Peter Cruddas (a Tory peer) is considering splitting his online trading platform in two.
CMC Markets will be undergoing the most significant shake-up in its history since 1989’s founding. It is evaluating whether or not to split its online trading group into a retail-oriented platform and a leveraged one, giving customers spread betting options that are more risky.
Leveraged financial betting is the most popular way for the company to make its profits.

Peer: CMC Markets (pictured), an online trading platform for trading, was established by Tory peer Peter Cruddas. The company is currently evaluating whether it should be split into both a retail-oriented trading platform as well as a leveraged business.
Cruddas is a City grandiose who has worked hard in recent months for the expansion of its retail business. Retail tends not to be subject to market volatility or regulators.
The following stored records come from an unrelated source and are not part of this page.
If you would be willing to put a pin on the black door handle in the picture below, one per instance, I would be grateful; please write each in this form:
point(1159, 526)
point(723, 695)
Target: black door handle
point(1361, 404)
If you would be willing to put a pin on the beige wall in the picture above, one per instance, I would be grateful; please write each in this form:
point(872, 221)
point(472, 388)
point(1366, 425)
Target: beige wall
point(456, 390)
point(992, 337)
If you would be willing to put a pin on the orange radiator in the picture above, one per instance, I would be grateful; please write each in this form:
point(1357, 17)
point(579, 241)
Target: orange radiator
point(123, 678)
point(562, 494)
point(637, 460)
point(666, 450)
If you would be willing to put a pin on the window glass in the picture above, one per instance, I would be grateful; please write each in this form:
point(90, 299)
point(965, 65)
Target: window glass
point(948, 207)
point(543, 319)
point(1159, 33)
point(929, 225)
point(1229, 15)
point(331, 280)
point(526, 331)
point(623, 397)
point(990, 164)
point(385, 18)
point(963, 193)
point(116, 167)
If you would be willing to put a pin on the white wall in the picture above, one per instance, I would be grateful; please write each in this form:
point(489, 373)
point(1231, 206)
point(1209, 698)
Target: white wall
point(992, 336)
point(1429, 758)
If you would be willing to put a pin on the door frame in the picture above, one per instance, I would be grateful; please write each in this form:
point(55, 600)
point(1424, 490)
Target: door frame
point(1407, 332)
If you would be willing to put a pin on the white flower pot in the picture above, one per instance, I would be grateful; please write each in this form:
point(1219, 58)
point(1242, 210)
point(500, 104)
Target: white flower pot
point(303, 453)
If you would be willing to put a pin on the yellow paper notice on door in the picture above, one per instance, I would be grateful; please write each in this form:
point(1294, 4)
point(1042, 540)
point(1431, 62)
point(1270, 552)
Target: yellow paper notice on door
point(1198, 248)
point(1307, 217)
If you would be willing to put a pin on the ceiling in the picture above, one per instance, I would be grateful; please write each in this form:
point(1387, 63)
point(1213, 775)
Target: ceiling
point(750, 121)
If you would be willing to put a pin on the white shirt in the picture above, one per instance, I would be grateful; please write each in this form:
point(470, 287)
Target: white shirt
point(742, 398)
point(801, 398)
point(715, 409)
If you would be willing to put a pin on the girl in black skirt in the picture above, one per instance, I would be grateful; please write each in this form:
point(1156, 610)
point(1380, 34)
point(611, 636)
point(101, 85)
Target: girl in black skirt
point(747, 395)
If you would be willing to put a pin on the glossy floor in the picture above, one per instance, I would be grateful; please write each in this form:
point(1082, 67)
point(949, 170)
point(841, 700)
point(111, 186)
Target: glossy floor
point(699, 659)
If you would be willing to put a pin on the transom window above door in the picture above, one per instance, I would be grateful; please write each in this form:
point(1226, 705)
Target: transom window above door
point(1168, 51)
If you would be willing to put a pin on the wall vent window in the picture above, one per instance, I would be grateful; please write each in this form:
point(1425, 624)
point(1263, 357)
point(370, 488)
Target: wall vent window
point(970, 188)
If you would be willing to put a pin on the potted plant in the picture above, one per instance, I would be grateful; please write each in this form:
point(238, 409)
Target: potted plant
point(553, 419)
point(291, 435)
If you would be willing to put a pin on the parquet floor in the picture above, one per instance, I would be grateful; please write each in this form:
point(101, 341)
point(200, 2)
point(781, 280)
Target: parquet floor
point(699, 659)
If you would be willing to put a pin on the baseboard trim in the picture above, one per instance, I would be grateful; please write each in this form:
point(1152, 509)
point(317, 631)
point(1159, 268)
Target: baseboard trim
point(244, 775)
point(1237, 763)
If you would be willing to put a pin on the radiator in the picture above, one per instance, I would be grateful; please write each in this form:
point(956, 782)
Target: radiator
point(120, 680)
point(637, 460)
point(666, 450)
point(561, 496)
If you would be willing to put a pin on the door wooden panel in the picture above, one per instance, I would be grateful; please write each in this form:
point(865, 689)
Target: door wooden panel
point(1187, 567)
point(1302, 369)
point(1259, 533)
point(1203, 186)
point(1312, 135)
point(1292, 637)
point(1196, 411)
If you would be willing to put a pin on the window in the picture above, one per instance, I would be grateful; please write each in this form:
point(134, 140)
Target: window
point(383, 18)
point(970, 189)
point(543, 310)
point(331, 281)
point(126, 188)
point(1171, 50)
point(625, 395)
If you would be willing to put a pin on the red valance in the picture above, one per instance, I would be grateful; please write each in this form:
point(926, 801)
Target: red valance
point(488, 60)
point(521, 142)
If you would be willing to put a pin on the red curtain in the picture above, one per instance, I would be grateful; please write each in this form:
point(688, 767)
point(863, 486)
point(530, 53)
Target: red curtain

CMC revealed plans in June for a wealth platform that will let customers manage ISAs, as well as their own self-invested individual pensions.
CMC would be in direct competition for its listed competitors Hargreaves Lansdown and AJ Bell.
The company also struck a deal in September to take over 500,000 investing clients from Australian banking giant ANZ with combined assets worth around £25billion.
CMC’s board said on Monday that it was in the ‘very early stages’ of an ‘exploratory review’ around whether to divide the business.
It is anticipated that the review will start before the year ends and end by June next year.
Following speculation that the company might split, the admission was made. After the news, shares increased by 6.4 percentage points, or 16.5p.
A division could be lucrative for Cruddas, 68, who aside from being CMC’s chief executive is its largest shareholder with a stake of just over 56 per cent. Fiona, Cruddas’ wife, has a 3.1% share in the group.
CMC witnessed its business boom in lockdown, as investors who were not wealthy enough to leave their home and invest in volatile markets saw the opportunity.
The company did warn in September that trading activity was slowing down due to Covid lockdown restrictions. As a result, full-year revenue would be lower than expected.
Since the warning, CMC Markets’s shares have lost around 34 per cent of their value, wiping over £240million off Cruddas’s personal fortune.
The billionaire baron, who also formerly served as co-treasurer of the Conservative Party, attracted controversy last year when he was elevated to the House of Lords by Boris Johnson despite objections by an independent commission due to his involvement in a ‘cash for access’ scandal in 2012 involving then prime minister David Cameron.